Gilas Pilipinas will face its biggest challenge as it takes on the Boomers, the Australian men's national team, in the second window of the 2019 FIBA World Cup Asian Qualifiers on February 22.

Ever since FIBA included Australia and New Zealand in the Asian basketball zone in 2015, the competition in the region has changed dramatically. The Philippines already squared off with New Zealand in the 2016 Olympic Qualifying Tournament, but has yet to face Australia, which is currently ranked by FIBA as the 11th best team in the world.

"On the surface, it's just basketball and it's just another opportunity for us to learn," longtime Gilas member Gabe Norwood said about the second window. "I think the format and what's at stake are a little bit different now also."

The last time the Philippines went up against a country with seemingly similar insurmountable odds was when Gilas took on fifth-ranked Argentina in the 2014 FIBA World Cup. Gilas lost that battle but stood toe-to-toe with one of the world's toughest teams. Norwood himself had an unforgettable moment when he threw down a vicious dunk over then NBA player Luis Scola. Aside from Argentina, the Philippines also crossed paths with Croatia and Puerto Rico, all top-ranked teams, in that same tournament.

Australia won't be parading NBA players like Patty Mills or Ben Simmons, but that doesn't mean that their other players won't be as competitive or as formidable. Nevertheless, Gilas is undeterred by their quest to enter the World Cup once again.

"To be honest, it doesn't matter to me," Andray Blatche said on facing a team without NBA talent. "That is basketball. You have to go out and compete regardless of who's on the court."

The Gilas program has grown by leaps and bounds ever since their 2013 FIBA Asia Championship campaign that booked them a trip to Spain. Gone are the days of being intimidated or pushed around by the likes of Iran, Korea, or China. In effect, the same goes for any other high-ranked team, including the one they're facing next.

"Those days are over and done with. I think we crossed that threshold when we qualified and played in the World Cup," Norwood confidently said. "Everybody in this gym knows we're world class now just like Australia is. So we're gonna go out and play as hard as we can."

Aside from the Australian national team, probably the biggest hurdles that Gilas is currently facing are time and personnel. Gilas has only recently started their daily practices with only a couple of days left before leaving. And to make matters worse, a lot of players have had to deal with nagging injuries, including Troy Rosario and Mac Belo.

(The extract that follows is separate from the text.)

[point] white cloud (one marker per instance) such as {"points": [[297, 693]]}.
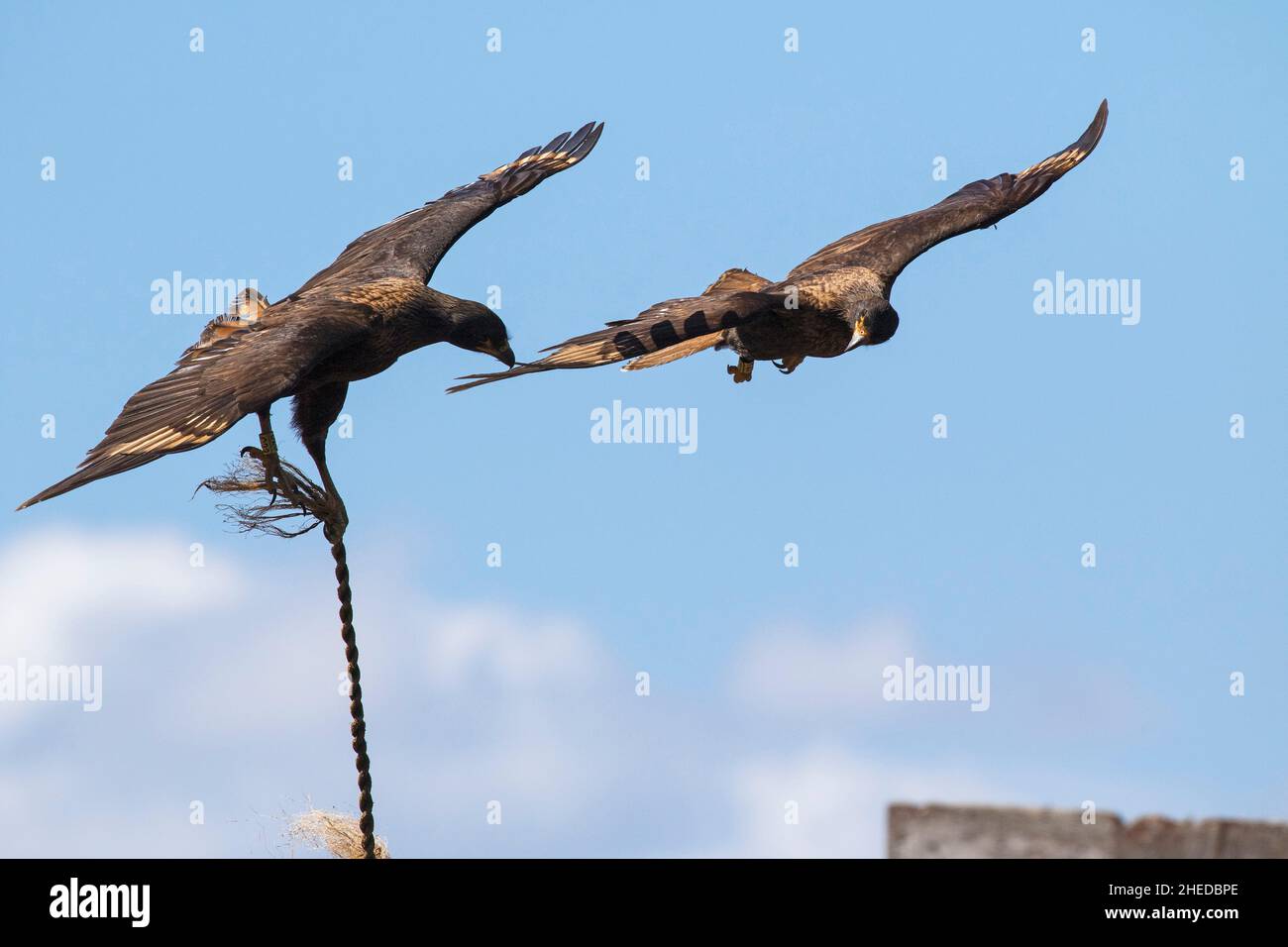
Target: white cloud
{"points": [[799, 672], [467, 702]]}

"I'm actually surprised that we wouldn't have two-a-days, but I know that a lot of the guys are still on their season," Blatche said. "They also have time dedicated to the other teams, that's why we have to take each practice seriously."

Norwood elaborated on their current situation.

"It's unfortunate but at the same time, it causes urgency for us. We don't get a chance to relax, we have to make the most of every day so that's not a bad thing either. We've learned to really adapt into the system with the time given to us and we make the most of it," Norwood said.

A loss won't necessarily hurt the Philippine's chances in the qualifiers, having already won two games in the first window, but that doesn't make the encounter any less important. A win, however, would send a strong and loud statement to the entire region that, just as Norwood said, Philippine basketball is world-class.